Mrs Goodchild broke off again to work on the cheque.
‘Let’s see now, I think you said you’d raised a little bit of money, but the total sum needed was three thousand pounds?’
‘Er, yes, that’s right.’
‘I see. Well it’ll be simplest if I give you the full three thousand then, won’t it?’ She filled in the figures. ‘Of course, I shall have to remember to give an equal amount to the Girl Guides as well, otherwise it wouldn’t be fair, would it?’
‘Mngh,’ said Mr Robinson, whose tongue seemed to have become stuck to the roof of his mouth.
‘I mustn’t ramble on,’ said Mrs Goodchild, ‘because I know you have to get away. But you see the point is this, Mr Robinson. You are absolutely right when you emphasise the vital importance of being clear and precise when you talk to people, and making sure that they understand exactly what you mean.
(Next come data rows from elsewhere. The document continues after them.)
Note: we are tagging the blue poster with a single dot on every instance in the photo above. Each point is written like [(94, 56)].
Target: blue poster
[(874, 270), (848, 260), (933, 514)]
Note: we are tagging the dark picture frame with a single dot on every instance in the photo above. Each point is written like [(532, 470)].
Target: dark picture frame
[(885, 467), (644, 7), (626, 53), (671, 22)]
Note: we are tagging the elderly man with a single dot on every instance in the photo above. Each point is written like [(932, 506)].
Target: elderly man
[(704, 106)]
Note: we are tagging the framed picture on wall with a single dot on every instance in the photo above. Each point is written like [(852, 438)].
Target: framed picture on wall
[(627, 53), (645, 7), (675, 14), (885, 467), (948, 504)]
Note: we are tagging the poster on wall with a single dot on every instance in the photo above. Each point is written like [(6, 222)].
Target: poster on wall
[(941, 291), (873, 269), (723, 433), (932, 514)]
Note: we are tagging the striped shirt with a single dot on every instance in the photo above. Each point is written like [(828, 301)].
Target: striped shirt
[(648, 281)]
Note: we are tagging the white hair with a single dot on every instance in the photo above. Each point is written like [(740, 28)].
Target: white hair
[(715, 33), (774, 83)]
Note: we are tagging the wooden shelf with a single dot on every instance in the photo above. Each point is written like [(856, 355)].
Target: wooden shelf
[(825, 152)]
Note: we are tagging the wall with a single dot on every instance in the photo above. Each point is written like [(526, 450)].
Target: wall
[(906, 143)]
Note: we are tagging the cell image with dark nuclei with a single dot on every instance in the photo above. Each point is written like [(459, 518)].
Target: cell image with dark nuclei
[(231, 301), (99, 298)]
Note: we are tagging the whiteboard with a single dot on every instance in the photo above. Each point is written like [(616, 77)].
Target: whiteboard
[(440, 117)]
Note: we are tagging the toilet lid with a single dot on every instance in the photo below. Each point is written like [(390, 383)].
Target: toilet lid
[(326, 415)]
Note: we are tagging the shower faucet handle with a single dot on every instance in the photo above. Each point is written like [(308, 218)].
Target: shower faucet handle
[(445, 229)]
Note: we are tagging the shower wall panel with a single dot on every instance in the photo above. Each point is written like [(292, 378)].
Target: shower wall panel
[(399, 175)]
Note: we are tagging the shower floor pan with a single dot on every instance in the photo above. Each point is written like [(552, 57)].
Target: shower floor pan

Because, you see, if I had really understood what Mr Goodchild was saying to me, when he went in for his operation, and if he had made sure that I understood it, then our lives would have been completely different.’
‘Mngh?’ said Mr Robinson.
‘Oh yes.’ Mrs Goodchild finished writing the cheque and signed it. ‘You see, if I really had used random numbers that day – proper random numbers – instead of family birthdays, then Mr Goodchild and I would never have won the seven million pounds. And our lives would have been quite different from what they are today.’
Mr Robinson’s tongue came unglued and his mouth fell open.
Mrs Goodchild handed him the cheque.
‘And come to think of it,’ she added thoughtfully, ‘the First Straitford Scout Group might have had to wait another five years for its new hut.’